Menu

Structured Writing, Structured Search

June 10, 2003

Jon Udell

The theme of my talk last month at the Open Source Content Management conference (OSCOM) was: "Everything you need to know about content management, you (should have) learned in grade school." I spent a lot of time talking about why and how to use URIs and HTML document titles in principled ways. These two namespaces are metadata stores that we typically fail to manage, but that can deliver powerful benefits.

I should have moved more quickly through that material, though, because what I really wanted to highlight was the same idea as applied to the XHTML namespace. In The Semantic Blog I suggested that we could achieve much more with simple XHTML content than we currently do. Two months down the road, the picture's a bit clearer than it was.

In that column, I said that I was going to start including an <xhtml:body> element in my RSS feed. Now that it's been in place for two months, I admit it hasn't been entirely smooth sailing. I did work out how to use HTML Tidy to clean up the stuff I post through Radio UserLand. But in the end, that's not quite satisfactory. If the goal is to produce clean XHTML, you want more interaction than Tidy affords. Currently I wind up checking my work in an XML-savvy browser: IE or Mozilla. I'd like to be able to toggle between XML and HTML modes, but haven't sorted that out yet.

We are still in desperate need of lightweight WYSIWYG editing components that make XHTML useful to non-emacs-using (i.e. normal) people. I keep hearing about new efforts -- most recently, Mozile -- but so far, I've seen nothing that delivers the user experience I enjoyed back in 1996 in the Netscape mail/news client. It's fascinating to look back on this 1999 article, a condensation of my book. On the one hand, blogs have utterly reshaped collaborative knowledge management, which I then envisioned in terms of NNTP. On the other hand, the authoring capabilities I enjoyed then somehow elude us today. In a section of that article, subtitled "Not Your Grandfather's Newsreader," I wrote:

Communicator's Messenger and Internet Explorer's Outlook Express can both render and compose HTML. The mail/news composer in either product is a good-enough HTML authoring tool -- not for snazzy production Web pages, but for the kinds of office documents that people typically create. You can, in a WYSIWYG manner, compose HTML that uses tables, inline images (which can be dragged and dropped into place), hyperlinks, fonts, and color. You can't do these things in Usenet postings, because many people don't run HTML-aware mail/news clients. But rich messaging is entirely appropriate on a LAN or intranet where Communicator or IE is universally deployed.

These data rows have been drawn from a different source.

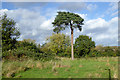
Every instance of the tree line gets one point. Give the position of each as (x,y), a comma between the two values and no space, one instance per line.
(56,45)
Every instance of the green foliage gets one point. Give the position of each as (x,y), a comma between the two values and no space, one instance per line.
(83,45)
(57,44)
(9,33)
(26,49)
(100,51)
(66,19)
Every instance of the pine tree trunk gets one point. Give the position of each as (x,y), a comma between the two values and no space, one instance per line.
(72,53)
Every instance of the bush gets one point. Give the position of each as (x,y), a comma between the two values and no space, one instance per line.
(83,45)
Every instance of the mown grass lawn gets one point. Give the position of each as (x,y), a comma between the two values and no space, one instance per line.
(66,68)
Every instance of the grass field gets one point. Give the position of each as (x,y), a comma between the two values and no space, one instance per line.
(62,68)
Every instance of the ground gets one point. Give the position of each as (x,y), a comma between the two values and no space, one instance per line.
(64,68)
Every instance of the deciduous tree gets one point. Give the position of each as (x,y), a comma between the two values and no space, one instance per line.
(67,19)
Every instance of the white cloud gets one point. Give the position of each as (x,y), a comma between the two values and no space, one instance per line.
(96,23)
(77,6)
(91,7)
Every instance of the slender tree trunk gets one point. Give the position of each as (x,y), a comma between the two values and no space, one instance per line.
(72,53)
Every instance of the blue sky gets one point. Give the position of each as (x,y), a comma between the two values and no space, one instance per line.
(34,19)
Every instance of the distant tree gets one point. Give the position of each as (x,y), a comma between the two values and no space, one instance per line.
(67,19)
(9,33)
(57,43)
(83,45)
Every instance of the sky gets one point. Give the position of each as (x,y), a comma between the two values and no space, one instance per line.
(34,19)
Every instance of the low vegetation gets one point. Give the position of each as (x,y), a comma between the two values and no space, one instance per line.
(62,68)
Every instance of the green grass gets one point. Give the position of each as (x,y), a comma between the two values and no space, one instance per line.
(65,68)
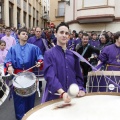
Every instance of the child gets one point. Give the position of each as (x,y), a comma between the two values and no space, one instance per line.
(3,51)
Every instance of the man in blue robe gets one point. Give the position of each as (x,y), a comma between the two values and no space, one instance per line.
(42,44)
(110,55)
(21,57)
(61,68)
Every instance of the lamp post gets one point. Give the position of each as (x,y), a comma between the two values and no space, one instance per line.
(67,2)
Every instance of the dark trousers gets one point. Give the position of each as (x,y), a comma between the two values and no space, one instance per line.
(22,104)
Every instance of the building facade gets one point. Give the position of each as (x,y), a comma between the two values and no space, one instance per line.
(45,13)
(20,13)
(57,12)
(93,15)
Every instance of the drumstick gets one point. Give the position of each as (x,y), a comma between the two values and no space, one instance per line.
(31,67)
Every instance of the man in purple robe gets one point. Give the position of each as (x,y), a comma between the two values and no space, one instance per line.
(42,44)
(110,55)
(10,41)
(61,68)
(94,41)
(21,57)
(3,33)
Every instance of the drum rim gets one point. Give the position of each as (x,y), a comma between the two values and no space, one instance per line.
(30,112)
(14,79)
(100,73)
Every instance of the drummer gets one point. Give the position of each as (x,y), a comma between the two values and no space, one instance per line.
(3,51)
(21,57)
(110,55)
(61,68)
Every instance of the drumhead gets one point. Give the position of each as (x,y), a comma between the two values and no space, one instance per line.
(100,73)
(4,91)
(24,80)
(94,106)
(2,69)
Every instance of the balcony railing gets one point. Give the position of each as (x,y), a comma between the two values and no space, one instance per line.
(11,1)
(2,21)
(24,6)
(19,3)
(45,17)
(33,12)
(29,9)
(60,12)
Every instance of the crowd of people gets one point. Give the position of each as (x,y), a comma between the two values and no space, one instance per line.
(51,51)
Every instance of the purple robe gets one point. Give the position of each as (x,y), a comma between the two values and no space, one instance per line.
(61,69)
(23,57)
(37,42)
(10,41)
(94,43)
(71,44)
(3,54)
(2,35)
(110,55)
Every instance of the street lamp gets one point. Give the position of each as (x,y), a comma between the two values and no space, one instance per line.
(67,2)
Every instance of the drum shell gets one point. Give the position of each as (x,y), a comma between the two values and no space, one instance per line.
(25,91)
(97,82)
(4,91)
(2,69)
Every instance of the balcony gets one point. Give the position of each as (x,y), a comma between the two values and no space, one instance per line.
(2,22)
(29,9)
(45,17)
(11,1)
(60,12)
(96,11)
(19,3)
(24,6)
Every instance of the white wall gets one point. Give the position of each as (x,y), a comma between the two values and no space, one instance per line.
(113,27)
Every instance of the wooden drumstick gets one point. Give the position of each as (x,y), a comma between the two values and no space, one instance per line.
(31,67)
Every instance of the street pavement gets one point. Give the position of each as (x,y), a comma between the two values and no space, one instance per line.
(7,108)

Putting a modest proposal into practice

Of course rich content is the standard in blogspace, and yet here we are in 2003 hammering raw HTML into our grandmother's TEXTAREA widget. It seems crazy to do things this way, but the popularity of blogging proves that the effort-to-reward ratio is greater than one. Let's assume that we'll get our WYSIWYG XHTML editor someday, but maybe not soon. How can we achieve a bigger payoff now? In The Semantic Blog, I proposed that the availability of structured search can motivate some very simple but useful kinds of structured writing. I gave a bunch of XPath search examples that were based on RSS metadata, but not on structured content. The idea, which I've now begun putting into practice, was to also use inline CSS class and/or id attributes and to do so in a dual manner, as both stylistic and descriptive markup. Here's a real example of what I had in mind (see Computer/telephone integration: Why don't we expect more?):

Rendering
(X)HTML source <span class="minireview">SpiderPhone</span> I'm always...
CSS directives .minireview { font-weight: bold }
.minireview:before { content: "MINI-REVIEW: " }
XPath query Find URLs of items containing minireviews:
//*[@class = "minireview"]/ancestor::channel/item/link

In other words, having CSS-tagged this blog item as a "minireview" I can brand its appearance on my blog and, at the same time, expose it to XPath search. Any subscriber to my RSS feed (an individual or, more likely, a service) can collect my XHTML items, merge them with others, and offer this kind of search. My notion is that if we close the gap between effort and reward, useful naming conventions can evolve from the grassroots.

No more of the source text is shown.